Plot: Christoph (Laurence Rupp), called Burschi (“little boy”), has finally achieved what he has always dreamed of: he is training with the WEGA, Austria’s police special forces unit, under Konstantin Blago (Anton Noori), his big idol. His father Heinz (Roland Düringer) who is also a cop, but turned away from his career towards a more social role in the force sees Christoph’s dream with a critical eye. On a seemingly routine call Christoph ends up shooting a mentally ill man (Michael Fuith) who attacked. Celebrated as a hero by his squad and criticized by the public, Christoph starts to struggle with the events and his role in them.
I was pretty impressed by Cops as it takes a deep dive into police culture – which also means looking very sharply at masculinity. It’s sociological analysis in movie form and one I had yet to see from an Austrian perspective. Istvan handles it very well.
In Cops, a young man (Buster Keaton) tries to prove to the girl he loves that he’s a good business man and ends up inadvertently making one shady deal after the other.

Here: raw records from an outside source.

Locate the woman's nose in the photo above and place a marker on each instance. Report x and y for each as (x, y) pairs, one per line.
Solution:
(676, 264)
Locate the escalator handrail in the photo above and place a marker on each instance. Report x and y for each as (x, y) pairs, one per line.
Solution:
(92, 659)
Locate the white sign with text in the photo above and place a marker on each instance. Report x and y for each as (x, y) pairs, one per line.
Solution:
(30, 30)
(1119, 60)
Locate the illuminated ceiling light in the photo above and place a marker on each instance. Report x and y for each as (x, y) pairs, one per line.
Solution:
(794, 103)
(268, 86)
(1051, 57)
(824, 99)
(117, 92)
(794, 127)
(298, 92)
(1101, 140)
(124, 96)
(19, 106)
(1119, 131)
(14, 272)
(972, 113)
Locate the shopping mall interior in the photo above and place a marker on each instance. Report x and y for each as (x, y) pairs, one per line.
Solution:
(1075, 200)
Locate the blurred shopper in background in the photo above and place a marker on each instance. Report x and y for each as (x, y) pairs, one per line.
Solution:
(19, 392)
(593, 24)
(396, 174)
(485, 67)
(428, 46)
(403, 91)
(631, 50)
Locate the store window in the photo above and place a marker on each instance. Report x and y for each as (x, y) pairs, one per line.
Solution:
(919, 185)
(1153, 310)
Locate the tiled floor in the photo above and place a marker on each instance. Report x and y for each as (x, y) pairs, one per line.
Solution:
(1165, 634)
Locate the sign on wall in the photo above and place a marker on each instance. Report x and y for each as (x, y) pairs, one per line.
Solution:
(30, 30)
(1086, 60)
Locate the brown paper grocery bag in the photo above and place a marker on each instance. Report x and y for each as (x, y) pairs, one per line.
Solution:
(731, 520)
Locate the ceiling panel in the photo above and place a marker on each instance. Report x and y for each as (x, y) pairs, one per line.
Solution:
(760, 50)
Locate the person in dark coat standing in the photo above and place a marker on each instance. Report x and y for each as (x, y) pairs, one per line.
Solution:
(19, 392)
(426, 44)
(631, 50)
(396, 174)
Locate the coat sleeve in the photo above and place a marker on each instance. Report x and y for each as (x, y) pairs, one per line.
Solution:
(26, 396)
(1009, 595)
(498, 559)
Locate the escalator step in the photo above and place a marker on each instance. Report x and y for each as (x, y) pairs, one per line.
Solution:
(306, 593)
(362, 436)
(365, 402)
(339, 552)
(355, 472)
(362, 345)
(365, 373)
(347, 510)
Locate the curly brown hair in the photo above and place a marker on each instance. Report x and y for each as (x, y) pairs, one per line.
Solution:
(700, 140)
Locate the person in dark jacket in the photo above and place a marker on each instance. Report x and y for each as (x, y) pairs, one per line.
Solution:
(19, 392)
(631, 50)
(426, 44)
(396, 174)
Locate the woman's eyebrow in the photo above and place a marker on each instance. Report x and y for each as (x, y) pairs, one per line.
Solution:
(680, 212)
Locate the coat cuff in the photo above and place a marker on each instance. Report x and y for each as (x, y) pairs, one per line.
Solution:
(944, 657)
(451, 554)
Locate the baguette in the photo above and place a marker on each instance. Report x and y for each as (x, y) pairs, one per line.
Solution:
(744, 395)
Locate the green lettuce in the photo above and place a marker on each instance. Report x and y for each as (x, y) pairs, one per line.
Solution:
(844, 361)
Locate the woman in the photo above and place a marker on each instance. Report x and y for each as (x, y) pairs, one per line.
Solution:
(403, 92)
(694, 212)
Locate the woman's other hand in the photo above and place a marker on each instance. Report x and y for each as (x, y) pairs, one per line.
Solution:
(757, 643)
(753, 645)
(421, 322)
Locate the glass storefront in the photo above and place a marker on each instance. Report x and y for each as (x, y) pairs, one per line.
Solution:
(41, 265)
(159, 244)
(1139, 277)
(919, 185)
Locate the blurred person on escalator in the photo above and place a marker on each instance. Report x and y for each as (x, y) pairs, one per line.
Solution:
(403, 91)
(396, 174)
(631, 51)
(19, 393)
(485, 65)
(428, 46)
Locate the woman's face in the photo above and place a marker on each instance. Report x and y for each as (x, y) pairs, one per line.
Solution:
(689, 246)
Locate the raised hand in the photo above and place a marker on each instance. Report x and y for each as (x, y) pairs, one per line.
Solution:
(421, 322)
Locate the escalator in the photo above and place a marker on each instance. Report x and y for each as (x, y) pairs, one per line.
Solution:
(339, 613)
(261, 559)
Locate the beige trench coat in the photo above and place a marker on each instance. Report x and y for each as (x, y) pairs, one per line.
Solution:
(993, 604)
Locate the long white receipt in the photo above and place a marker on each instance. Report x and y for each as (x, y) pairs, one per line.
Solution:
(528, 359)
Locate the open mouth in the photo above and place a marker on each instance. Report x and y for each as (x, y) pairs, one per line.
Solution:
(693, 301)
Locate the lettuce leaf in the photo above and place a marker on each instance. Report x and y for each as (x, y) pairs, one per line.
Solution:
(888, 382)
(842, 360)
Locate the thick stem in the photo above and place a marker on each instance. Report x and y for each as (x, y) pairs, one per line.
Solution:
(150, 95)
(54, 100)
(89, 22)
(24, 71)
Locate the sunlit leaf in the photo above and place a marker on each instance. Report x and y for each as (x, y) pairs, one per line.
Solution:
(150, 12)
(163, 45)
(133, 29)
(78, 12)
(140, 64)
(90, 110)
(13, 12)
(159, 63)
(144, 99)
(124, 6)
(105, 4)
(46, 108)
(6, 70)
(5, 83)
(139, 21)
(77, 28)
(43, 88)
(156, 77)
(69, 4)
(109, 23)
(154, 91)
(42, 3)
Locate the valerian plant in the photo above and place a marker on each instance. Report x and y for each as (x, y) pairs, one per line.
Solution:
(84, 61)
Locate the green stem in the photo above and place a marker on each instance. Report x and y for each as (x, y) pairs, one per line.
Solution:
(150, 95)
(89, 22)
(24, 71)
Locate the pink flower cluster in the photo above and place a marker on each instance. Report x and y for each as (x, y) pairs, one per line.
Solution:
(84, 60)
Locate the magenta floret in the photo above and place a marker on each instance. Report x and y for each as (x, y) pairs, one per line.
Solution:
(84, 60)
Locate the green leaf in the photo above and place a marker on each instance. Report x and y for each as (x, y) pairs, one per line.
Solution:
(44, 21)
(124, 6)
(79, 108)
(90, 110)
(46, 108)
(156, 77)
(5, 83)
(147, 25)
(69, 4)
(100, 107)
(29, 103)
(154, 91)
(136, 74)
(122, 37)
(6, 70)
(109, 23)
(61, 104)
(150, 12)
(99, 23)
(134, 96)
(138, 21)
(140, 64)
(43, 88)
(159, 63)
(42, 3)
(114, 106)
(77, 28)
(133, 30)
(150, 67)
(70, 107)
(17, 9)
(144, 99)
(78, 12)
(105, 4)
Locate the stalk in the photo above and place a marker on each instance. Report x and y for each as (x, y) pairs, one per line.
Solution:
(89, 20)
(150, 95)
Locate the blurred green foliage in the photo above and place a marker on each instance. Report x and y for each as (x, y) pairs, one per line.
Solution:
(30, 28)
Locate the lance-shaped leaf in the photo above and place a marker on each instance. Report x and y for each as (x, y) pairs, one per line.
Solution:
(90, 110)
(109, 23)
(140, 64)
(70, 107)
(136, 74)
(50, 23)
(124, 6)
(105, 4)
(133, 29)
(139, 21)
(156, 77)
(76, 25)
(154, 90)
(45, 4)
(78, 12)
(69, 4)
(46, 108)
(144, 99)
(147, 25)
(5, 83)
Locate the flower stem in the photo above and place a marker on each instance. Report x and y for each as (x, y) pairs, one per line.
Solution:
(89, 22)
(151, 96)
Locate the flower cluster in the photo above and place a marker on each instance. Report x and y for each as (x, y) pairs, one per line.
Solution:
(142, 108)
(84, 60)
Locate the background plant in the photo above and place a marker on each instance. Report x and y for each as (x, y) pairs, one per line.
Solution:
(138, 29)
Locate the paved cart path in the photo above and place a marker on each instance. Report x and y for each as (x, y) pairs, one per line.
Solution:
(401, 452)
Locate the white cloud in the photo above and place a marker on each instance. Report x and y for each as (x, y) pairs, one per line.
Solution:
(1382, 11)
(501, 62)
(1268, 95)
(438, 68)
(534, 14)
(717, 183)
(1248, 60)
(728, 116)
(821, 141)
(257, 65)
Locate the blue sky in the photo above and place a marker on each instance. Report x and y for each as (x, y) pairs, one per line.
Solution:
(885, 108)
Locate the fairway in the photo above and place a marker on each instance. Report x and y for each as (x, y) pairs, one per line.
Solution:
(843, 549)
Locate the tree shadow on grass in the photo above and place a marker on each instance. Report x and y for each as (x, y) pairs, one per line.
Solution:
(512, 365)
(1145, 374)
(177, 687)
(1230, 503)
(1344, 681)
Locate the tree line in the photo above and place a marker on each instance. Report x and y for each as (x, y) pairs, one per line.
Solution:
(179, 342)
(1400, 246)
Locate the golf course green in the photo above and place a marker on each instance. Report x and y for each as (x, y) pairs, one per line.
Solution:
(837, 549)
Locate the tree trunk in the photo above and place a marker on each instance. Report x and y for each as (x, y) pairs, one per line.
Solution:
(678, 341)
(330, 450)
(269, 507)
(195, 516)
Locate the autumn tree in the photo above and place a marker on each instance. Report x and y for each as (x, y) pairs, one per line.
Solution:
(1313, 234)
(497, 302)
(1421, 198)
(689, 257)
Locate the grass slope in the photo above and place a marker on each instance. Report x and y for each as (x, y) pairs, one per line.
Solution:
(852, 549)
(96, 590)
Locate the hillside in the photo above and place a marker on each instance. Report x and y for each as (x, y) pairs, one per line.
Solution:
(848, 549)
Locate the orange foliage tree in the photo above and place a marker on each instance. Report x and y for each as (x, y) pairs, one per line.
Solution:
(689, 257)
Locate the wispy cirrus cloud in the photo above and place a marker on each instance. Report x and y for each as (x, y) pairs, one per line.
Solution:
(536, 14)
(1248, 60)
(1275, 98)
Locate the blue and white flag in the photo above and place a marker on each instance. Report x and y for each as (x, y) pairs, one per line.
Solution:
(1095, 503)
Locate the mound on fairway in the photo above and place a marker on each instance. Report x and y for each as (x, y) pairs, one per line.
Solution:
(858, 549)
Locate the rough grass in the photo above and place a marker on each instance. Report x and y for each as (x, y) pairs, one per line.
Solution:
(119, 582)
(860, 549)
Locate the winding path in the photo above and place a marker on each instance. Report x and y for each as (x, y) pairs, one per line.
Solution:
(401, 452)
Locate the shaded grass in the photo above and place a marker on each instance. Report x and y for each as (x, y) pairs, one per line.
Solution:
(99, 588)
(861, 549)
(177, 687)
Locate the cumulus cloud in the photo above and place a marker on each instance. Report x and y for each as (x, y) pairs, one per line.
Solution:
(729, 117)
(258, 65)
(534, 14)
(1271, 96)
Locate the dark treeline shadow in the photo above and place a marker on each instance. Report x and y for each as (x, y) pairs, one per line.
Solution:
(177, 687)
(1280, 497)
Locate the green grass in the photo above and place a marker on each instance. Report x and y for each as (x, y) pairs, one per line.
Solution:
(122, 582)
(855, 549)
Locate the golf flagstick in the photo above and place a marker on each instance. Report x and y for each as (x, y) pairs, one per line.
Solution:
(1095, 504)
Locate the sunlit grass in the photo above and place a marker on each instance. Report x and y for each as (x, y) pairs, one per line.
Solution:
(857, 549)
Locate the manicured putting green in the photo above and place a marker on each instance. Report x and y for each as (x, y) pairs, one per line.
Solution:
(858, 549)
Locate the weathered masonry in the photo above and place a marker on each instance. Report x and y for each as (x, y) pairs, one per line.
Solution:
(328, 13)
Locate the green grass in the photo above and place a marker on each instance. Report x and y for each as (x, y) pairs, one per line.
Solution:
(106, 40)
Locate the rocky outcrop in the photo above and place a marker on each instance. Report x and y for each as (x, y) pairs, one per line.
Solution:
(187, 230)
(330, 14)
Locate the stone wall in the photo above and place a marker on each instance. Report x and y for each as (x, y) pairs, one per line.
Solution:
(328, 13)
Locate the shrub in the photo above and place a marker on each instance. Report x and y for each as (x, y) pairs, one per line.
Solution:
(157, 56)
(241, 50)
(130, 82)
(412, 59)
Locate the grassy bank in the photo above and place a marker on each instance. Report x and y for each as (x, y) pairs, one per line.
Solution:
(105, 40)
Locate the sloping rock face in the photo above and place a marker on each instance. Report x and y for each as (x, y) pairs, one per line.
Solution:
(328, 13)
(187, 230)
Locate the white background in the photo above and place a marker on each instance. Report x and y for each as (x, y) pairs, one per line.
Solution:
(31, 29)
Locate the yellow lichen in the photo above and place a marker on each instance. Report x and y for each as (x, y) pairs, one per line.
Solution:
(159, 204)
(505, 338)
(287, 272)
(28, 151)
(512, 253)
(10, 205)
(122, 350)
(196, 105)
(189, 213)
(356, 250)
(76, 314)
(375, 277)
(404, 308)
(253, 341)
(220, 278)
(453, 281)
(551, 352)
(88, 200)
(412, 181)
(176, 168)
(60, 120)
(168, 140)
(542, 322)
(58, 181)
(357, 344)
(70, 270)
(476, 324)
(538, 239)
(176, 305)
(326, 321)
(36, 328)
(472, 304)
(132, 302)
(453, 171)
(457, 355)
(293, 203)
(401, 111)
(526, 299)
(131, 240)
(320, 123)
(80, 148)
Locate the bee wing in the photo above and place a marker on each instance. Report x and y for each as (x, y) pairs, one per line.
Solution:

In The Cameraman, Buster (Buster Keaton) tries to impress a girl working for a news studio by becoming a cameraman. That doesn’t go so well, either.
So, there’s this big gap in my movie education when it comes to silent films and I had actually never seen a Buster Keaton movie before [I have also never seen a Charlie Chaplin movie but I’m almost too ashamed to admit this]. Since slapstick isn’t much of my thing, I didn’t expect to get much out of it, but both movies were absolutely, brilliantly and amazingly funny. Timothy Brock’s music took a back seat to the sheer awesome, but it was very nice as well.